This skill leverages Alpaca's brokerage API through MCP (Model Context Protocol) to access live portfolio data, ensuring analysis is based on actual current positions rather than manually entered data.
When to Use
Invoke this skill when the user requests:
- "Analyze my portfolio"
- "Review my current positions"
- "What's my asset allocation?"
- "Check my portfolio risk"
- "Should I rebalance my portfolio?"
- "Evaluate my holdings"
- "Portfolio performance review"
- "What stocks should I buy or sell?"
- Any request involving portfolio-level analysis or management
Prerequisites
Alpaca MCP Server Setup
This skill requires Alpaca MCP Server to be configured and connected. The MCP server provides access to:
- Current portfolio positions
- Account equity and buying power
- Historical positions and transactions
- Market data for held securities
MCP Server Tools Used:
get_account_info- Fetch account equity, buying power, cash balanceget_positions- Retrieve all current positions with quantities, cost basis, market valueget_portfolio_history- Historical portfolio performance data- Market data tools for price quotes and fundamentals
If Alpaca MCP Server is not connected, inform the user and provide setup instructions from references/alpaca_mcp_setup.md.
Workflow
Step 1: Fetch Portfolio Data via Alpaca MCP
Use Alpaca MCP Server tools to gather current portfolio information:
1.1 Get Account Information:
Use mcp__alpaca__get_account_info to fetch:
- Account equity (total portfolio value)
- Cash balance
- Buying power
- Account status
1.2 Get Current Positions:
Use mcp__alpaca__get_positions to fetch all holdings:
- Symbol ticker
- Quantity held
- Average entry price (cost basis)
- Current market price
- Current market value
- Unrealized P&L ($ and %)
- Position size as % of portfolio
1.3 Get Portfolio History (Optional):
Use mcp__alpaca__get_portfolio_history for performance analysis:
- Historical equity values
- Time-weighted return calculation
- Drawdown analysis
Data Validation:
- Verify all positions have valid ticker symbols
- Confirm market values sum to approximate account equity
- Check for any stale or inactive positions
- Handle edge cases (fractional shares, options, crypto if supported)

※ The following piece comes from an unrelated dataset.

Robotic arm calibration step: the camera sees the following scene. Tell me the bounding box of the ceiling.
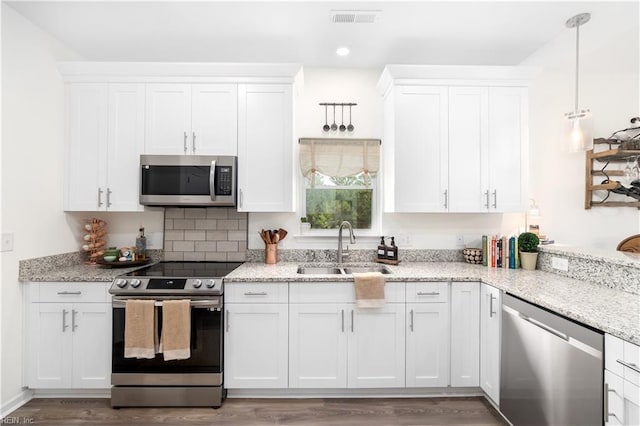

Step 2: Enrich Position Data
For each position in the portfolio, gather additional market data and fundamentals:
2.1 Current Market Data:
- Real-time or delayed price quotes
- Daily volume and liquidity metrics
- 52-week range
- Market capitalization
2.2 Fundamental Data: Use WebSearch or available market data APIs to fetch:
- Sector and industry classification
- Key valuation metrics (P/E, P/B, dividend yield)
- Recent earnings and financial health indicators
- Analyst ratings and price targets
- Recent news and material developments
2.3 Technical Analysis:
- Price trend (20-day, 50-day, 200-day moving averages)
- Relative strength
- Support and resistance levels
- Momentum indicators (RSI, MACD if available)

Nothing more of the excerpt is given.